Le carrosse d'or de Ferdinand, vice-roi du Pérou, accompagné de Camilla, sa nouvelle maîtresse, favorite de la troupe de comédiens arrivée dans cette riche et lointaine colonie espagnole après un voyage dans les deux océans,arrive de la grande Place d'Armes au galop de ses quatre chevaux ébouriffés. Face au miracle, les chevaux se cabrent, effrayés. Ferdinand se jette sur Camilla, la saisit, la retient, l'étreint, lui évite la chute. L'éclair d'un embrassement. Les écailles d'or du pourpoint du saint pleuvent sur les mendiants. Les Indiens s'émerveillent, se signent. La foule accourt de toutes parts. C'est le miracle de la liane sacrée des Espagnols. Ferdinand, en pourpoint éclatant d'or lui aussi, caresse de ses yeux sa plus belle conquête. Il lui faisait l'honneur d'une visite de Lima au grand scandale du haut clergé et de la noblesse espagnole. Le carrosse est couvert de sculptures baroques où apparaissaient des angelots, leurs visages bouffis et leurs ailes avortées. Les indiens qui les avaient peints leur avaient fait des joues roses, des yeux bleus et des chairs très blanches. Etait-ce pour plaire aux Espagnols, par esprit courtisan, ou par ironie pour se moquer de leurs maîtres dont la presque absence de mélanine semblait ridicule et sujet de moqueries à ces gens à la peau mate. C'étaient des albinos, des fantômes.
- Te mareaste Tonon ?
Le curandero me fit sortir de ma contemplation de cette vision du vice-roi du Pérou, parée d'or, et de sa Camilla, pour retrouver la demi-obscurité de la cabane.
- Te mareaste Tonon ?
Le goût amer de l'ayahuasca avait disparu. Une petite heure auparavant j'avais ingurgité ce liquide épais et violemment vomitif qu'il m'avait servi.
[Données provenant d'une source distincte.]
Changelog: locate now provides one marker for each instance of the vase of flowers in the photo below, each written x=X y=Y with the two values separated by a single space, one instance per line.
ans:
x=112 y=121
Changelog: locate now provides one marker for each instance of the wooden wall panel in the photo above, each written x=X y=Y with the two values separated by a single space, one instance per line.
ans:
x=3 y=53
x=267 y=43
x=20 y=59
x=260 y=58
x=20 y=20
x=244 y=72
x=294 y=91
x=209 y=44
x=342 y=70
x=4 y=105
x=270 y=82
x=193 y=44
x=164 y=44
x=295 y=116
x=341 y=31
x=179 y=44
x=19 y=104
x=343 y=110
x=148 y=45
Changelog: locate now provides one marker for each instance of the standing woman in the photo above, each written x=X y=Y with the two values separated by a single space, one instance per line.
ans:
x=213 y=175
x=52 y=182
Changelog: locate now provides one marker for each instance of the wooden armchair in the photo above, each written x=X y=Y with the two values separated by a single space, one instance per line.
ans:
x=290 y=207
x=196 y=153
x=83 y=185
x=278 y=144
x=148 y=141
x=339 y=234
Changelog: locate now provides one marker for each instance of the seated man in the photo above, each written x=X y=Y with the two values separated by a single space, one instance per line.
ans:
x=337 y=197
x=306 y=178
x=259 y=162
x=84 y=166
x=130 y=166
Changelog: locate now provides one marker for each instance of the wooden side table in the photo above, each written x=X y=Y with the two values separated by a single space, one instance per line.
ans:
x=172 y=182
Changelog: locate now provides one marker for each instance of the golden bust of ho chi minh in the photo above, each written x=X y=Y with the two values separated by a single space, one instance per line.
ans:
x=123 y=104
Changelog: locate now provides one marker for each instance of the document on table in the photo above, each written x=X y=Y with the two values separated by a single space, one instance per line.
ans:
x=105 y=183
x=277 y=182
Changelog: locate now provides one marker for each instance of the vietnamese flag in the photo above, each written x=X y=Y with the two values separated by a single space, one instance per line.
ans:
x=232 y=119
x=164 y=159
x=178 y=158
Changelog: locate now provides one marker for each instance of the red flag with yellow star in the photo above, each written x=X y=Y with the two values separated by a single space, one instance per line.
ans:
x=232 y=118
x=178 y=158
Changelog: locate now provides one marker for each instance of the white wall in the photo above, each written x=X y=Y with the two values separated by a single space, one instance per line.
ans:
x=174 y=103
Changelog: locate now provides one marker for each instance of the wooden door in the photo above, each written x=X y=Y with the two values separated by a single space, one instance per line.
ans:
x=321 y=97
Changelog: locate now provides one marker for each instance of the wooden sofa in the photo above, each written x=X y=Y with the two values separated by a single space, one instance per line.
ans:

J'avais hésité longtemps avant d'absorber l'ayahuasca, par peur de l'inconnu et de toutes ces visions qui affolent les locaux, métis hispanophones et indigènes riverains. Visions de serpents ouvrant des bouches armées de crocs venimeux, de boas géants s'approchant et s'enroulant autour de leurs corps pour les étouffer. L'amertume de l'ayahuasca s'étant dissipé, je me félicite d'avoir essayé ce breuvage, il m'offre de belles images, en rien effrayantes.